Pick a view from the dropdown and step through. The widget shows what the algorithm is reading (highlighted) and writing (green) at each step.

10

Arithmetic Intensity & Why GEMM Wins

Let's count for an $n \times n$ matmul:

Compute: $2n^3$ FLOPs (each of the $n^3$ output contributions is one multiply + one add).
Memory traffic, naive: $3n^2$ floats — load $A$, load $B$, write $C$.
Arithmetic intensity ≡ FLOPs / byte. With float32, $2n^3 / (3n^2 \cdot 4) = n/6$ FLOP/byte.

For $n = 1024$ that's ~170 FLOPs per byte loaded. By contrast a vector add ($\mathbf{y} = \mathbf{x} + \mathbf{z}$) does one FLOP per ~12 bytes — intensity 0.08, hopelessly memory-bound. Matmul is the rare workload where compute can keep up with memory bandwidth, provided you re-use loaded operands instead of streaming through them once.

The roofline argument, briefly

An accelerator has peak compute $C^*$ FLOPs/sec and peak memory bandwidth $B^*$ bytes/sec. Above arithmetic intensity $C^* / B^*$ (the "ridge point"), you're compute-bound; below, memory-bound. For an H100: ~990 TFLOPS at FP16 and ~3.35 TB/s HBM → ridge ~300 FLOP/byte. A FP16 matmul with $n \ge 1800$ is comfortably compute-bound; a transformer layer-norm or activation function isn't. This is why everything in modern AI hardware is shaped to maximise matmul time and minimise everything else.

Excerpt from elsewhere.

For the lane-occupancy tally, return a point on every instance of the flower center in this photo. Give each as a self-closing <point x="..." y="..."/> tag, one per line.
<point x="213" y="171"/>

The 4 lines that explain the AI hardware industry

(1) Matmul has favourable arithmetic intensity. (2) Matmul gets even better when you tile and re-use sub-tiles. (3) An accelerator that maximises tiled-matmul throughput per Watt wins. (4) The TPU and the GPU's tensor cores are both optimisations of (3).

11

Cheat Sheet

Matmul has four equivalent views: entry = inner product (1); $C$ has columns = $A \cdot$col-of-$B$ (2); $C$ has rows = row-of-$A \cdot B$ (3); $C$ = sum of $k$ outer products (4). Same FLOPs, different mental models.
Block matmul respects partitions: $C_{IJ} = \sum_K A_{IK} B_{KJ}$. The recursive structure that powers cache-friendly tiling, GPU shared-memory loading, TPU MXU operation, FlashAttention.
Batched matmul (BMM) is element-wise matmul over an outer batch dimension. Almost every matmul in a transformer is batched over $(B, H, \ldots)$.
$(AB)^\top = B^\top A^\top$. Order reverses. This is the rule that makes backprop work.
Matmul is associative but the parenthesisation matters for cost. For long sequences and small head-dim, $Q(K^\top V)$ is asymptotically faster than $(QK^\top)V$ — the foundation of linear attention.
Arithmetic intensity of an $n\times n$ matmul scales linearly with $n$. This is why matmul, alone among basic numerical kernels, can saturate modern accelerator FLOPs.
Strassen-style sub-cubic algorithms exist but aren't used in practice: their constants are too high and modern hardware too good at the cubic algorithm with tiling.